The entire MOB catalog has been lavishly and deservingly reissued by Matador sourced from the original analog master tapes and cut all-analog to lacquer by George Marino and Ray Janos at Sterling Sound.
I haven’t heard MOB CDs but where MOB’s music resides is where CDs truly suck. I can imagine all the beauty and majesty of the guitars smothered under the saran-wrappy digital gauze. I can imagine the chunky, powerful snare drum and those ringing, chimey cymbals being reduced to brittle, one dimensionality.
But I don’t have to! And you don’t have to because the sound on this beautiful gatefold LP (plus bonus four song 12” EP plus free MP3 digital download plus March 1983 live performance DVD) is everything a great analog reissue is supposed to be.
The DVD, by the way, is an appropriately primitive-looking (but pretty good sounding) affair that’s as much rockumentary as llve concertthe Beantown club scene in all of its sweet, aggressive glory.

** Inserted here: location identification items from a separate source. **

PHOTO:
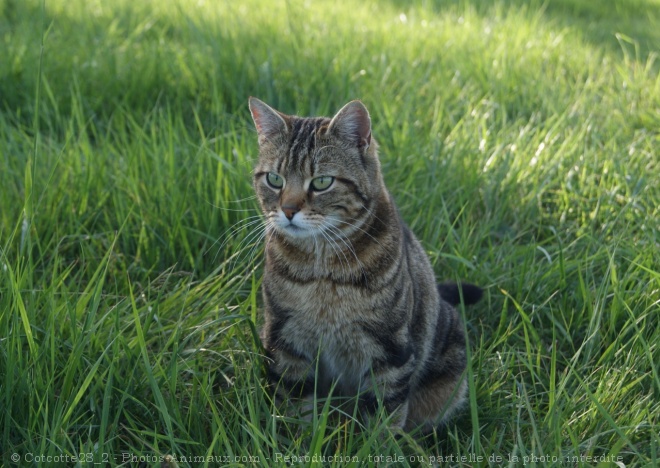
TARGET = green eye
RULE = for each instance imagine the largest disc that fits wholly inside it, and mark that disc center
(322, 183)
(274, 180)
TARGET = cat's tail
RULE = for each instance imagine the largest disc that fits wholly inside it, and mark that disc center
(452, 293)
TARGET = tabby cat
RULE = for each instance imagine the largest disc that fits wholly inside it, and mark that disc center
(350, 298)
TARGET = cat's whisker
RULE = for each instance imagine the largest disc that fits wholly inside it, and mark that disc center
(345, 240)
(365, 232)
(249, 241)
(232, 231)
(337, 250)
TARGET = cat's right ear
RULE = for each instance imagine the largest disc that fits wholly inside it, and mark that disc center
(269, 122)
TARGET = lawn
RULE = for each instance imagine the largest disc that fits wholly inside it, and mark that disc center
(520, 139)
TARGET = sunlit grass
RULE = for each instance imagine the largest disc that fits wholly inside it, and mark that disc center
(519, 139)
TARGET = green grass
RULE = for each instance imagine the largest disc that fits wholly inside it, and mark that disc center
(521, 141)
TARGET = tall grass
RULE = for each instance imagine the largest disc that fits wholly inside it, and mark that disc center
(520, 140)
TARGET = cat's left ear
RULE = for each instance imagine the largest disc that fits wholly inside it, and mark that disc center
(353, 124)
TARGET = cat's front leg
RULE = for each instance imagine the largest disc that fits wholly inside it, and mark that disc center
(292, 377)
(391, 390)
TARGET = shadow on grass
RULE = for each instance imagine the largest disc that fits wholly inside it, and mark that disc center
(599, 21)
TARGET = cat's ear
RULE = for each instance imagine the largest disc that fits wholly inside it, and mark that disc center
(268, 121)
(352, 123)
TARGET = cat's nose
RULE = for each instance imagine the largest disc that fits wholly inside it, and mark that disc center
(290, 211)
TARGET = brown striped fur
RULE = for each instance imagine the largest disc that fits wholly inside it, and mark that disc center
(350, 298)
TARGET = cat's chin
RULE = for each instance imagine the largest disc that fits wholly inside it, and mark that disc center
(296, 232)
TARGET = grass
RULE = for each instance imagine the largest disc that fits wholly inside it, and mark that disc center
(520, 139)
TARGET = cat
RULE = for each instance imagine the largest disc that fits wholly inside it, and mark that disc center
(350, 298)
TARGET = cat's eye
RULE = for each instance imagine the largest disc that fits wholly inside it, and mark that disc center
(274, 180)
(322, 183)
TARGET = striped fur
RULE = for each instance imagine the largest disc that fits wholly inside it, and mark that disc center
(350, 298)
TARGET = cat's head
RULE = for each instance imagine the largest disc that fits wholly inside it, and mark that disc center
(315, 177)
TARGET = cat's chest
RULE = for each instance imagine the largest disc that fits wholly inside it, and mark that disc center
(328, 320)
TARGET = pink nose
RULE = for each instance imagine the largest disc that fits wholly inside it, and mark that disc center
(290, 211)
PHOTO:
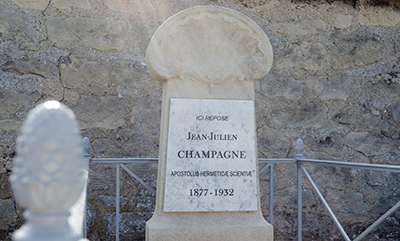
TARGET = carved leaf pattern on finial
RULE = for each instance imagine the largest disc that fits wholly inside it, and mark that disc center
(48, 171)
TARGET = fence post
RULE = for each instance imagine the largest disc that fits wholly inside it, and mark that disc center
(299, 155)
(86, 149)
(48, 175)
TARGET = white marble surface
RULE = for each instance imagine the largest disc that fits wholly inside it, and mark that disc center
(211, 156)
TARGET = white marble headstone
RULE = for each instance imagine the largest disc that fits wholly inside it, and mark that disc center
(211, 163)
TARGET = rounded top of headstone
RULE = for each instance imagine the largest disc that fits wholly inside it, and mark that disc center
(209, 44)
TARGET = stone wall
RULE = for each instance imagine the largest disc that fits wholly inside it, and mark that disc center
(335, 83)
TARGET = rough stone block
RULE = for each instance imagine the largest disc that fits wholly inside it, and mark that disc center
(31, 66)
(342, 21)
(101, 34)
(10, 23)
(11, 103)
(304, 55)
(360, 49)
(371, 144)
(275, 85)
(8, 215)
(10, 125)
(82, 73)
(35, 4)
(379, 16)
(333, 87)
(145, 12)
(303, 28)
(67, 4)
(100, 112)
(358, 115)
(313, 114)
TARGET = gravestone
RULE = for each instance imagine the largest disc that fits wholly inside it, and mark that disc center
(208, 58)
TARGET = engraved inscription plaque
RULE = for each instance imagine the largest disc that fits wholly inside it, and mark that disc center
(211, 156)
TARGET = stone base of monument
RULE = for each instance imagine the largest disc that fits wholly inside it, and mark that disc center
(215, 226)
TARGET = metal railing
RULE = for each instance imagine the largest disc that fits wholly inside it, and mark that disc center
(299, 160)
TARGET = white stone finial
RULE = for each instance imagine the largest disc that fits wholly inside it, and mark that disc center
(48, 175)
(211, 45)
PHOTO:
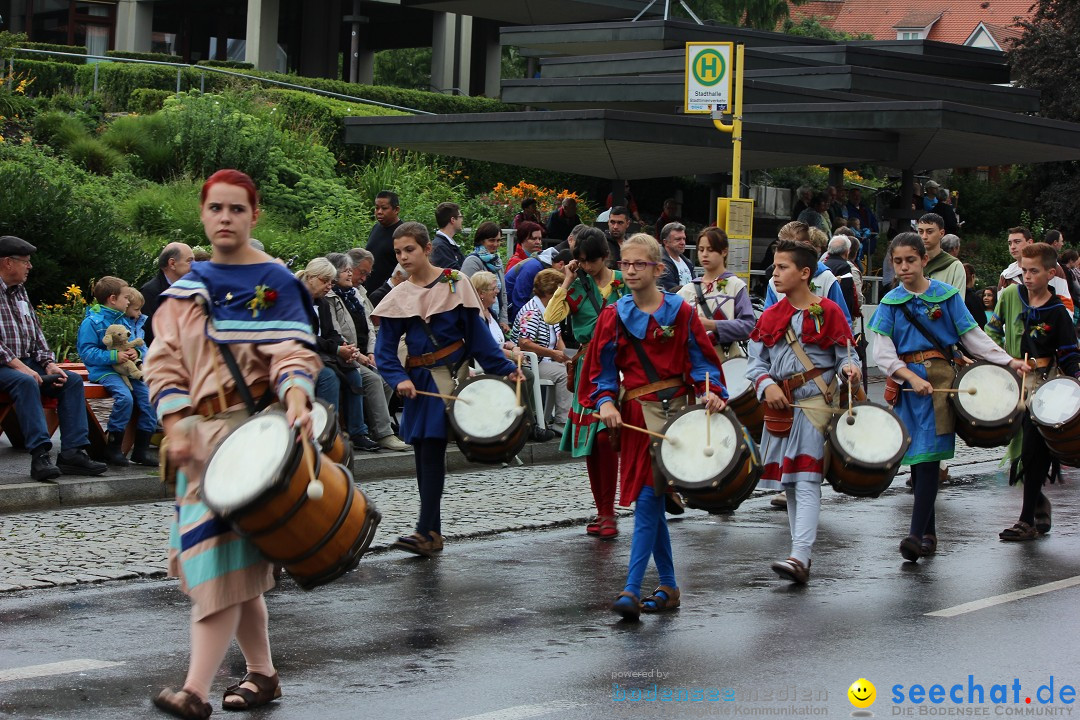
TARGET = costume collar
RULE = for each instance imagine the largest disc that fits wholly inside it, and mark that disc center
(637, 321)
(937, 291)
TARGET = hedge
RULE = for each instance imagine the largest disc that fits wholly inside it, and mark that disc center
(49, 78)
(233, 65)
(158, 57)
(56, 49)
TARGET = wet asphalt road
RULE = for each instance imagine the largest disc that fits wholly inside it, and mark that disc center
(517, 626)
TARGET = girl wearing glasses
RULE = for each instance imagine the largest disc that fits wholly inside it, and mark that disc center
(648, 328)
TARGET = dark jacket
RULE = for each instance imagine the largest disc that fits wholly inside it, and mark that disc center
(151, 293)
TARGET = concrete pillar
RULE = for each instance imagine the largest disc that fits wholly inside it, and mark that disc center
(493, 66)
(443, 41)
(134, 26)
(261, 39)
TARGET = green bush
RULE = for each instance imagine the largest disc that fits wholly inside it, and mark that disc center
(146, 100)
(228, 65)
(158, 57)
(96, 157)
(78, 50)
(49, 78)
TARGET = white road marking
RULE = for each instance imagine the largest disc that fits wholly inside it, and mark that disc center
(522, 711)
(1008, 597)
(54, 668)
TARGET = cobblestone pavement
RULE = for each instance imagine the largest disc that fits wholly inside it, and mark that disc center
(93, 544)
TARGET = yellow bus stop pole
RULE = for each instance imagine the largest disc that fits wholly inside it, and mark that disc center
(736, 127)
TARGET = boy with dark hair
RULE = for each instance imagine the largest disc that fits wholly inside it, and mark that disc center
(1048, 340)
(797, 350)
(110, 306)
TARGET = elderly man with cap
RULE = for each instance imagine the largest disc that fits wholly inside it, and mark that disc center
(28, 370)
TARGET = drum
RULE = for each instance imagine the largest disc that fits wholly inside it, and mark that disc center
(333, 443)
(865, 456)
(487, 422)
(742, 398)
(1055, 411)
(256, 479)
(718, 481)
(993, 416)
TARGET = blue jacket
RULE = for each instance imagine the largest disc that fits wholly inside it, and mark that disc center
(97, 360)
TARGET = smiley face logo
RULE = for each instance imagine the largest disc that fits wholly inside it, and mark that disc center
(862, 693)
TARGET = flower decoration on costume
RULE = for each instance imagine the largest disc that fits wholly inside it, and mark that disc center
(663, 333)
(451, 276)
(265, 298)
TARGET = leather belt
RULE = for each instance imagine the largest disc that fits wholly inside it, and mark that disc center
(652, 388)
(922, 356)
(428, 360)
(211, 406)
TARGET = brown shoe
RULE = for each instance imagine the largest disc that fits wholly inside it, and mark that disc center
(269, 690)
(181, 704)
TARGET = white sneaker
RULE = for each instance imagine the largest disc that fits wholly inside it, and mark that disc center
(393, 443)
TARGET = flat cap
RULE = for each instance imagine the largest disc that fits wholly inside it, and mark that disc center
(12, 245)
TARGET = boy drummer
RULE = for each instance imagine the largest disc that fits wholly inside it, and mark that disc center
(797, 349)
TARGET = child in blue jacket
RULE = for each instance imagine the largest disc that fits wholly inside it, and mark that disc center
(109, 308)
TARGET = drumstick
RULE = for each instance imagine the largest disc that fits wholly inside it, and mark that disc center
(314, 485)
(653, 434)
(969, 391)
(442, 396)
(851, 418)
(709, 422)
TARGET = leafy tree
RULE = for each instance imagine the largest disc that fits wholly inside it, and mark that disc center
(1045, 57)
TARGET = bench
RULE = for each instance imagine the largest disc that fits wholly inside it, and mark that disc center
(98, 436)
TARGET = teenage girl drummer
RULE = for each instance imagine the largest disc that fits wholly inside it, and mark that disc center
(918, 324)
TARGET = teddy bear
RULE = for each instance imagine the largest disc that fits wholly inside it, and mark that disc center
(117, 338)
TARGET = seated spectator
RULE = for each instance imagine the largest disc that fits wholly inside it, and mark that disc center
(536, 336)
(563, 220)
(679, 270)
(25, 364)
(485, 256)
(110, 307)
(351, 322)
(530, 213)
(529, 242)
(338, 382)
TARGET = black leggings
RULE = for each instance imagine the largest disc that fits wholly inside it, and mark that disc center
(1036, 459)
(430, 454)
(925, 483)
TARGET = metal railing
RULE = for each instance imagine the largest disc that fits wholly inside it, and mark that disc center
(203, 69)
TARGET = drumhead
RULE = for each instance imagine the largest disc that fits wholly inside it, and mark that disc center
(246, 462)
(877, 437)
(687, 460)
(997, 392)
(734, 377)
(1056, 402)
(490, 409)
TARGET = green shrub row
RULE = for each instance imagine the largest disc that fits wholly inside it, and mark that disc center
(159, 57)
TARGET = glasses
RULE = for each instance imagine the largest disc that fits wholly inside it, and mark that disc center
(639, 266)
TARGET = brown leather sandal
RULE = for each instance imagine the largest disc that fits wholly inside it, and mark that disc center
(662, 598)
(269, 691)
(181, 704)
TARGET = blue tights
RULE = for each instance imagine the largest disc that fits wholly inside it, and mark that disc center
(650, 538)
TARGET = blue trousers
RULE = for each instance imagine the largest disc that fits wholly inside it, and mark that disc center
(328, 389)
(650, 539)
(123, 402)
(26, 394)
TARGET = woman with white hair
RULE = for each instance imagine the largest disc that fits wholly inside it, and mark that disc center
(338, 382)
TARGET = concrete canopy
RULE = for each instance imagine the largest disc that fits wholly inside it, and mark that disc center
(612, 144)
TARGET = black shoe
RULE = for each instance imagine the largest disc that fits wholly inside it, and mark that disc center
(42, 467)
(365, 443)
(77, 462)
(115, 451)
(142, 452)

There’s not a great deal of bottom end, though both the kick drum and bass are honestly and cleanly recorded, but all of the real action is on top, where the cymbals spectacularly sizzle brightly and sweetly and where the guitars, though piercing, exude an addictive overdriven tonal complexity that digital bleaches dry and renders useless. The further up you turn this record, the better it sounds!
The high voltage energy is visceral and not to be denied. I’ll put it to you this way: if the closer, “That’s How I Escaped My Certain Fate,” doesn’t have you up and dancing, check your VTA and your EKG!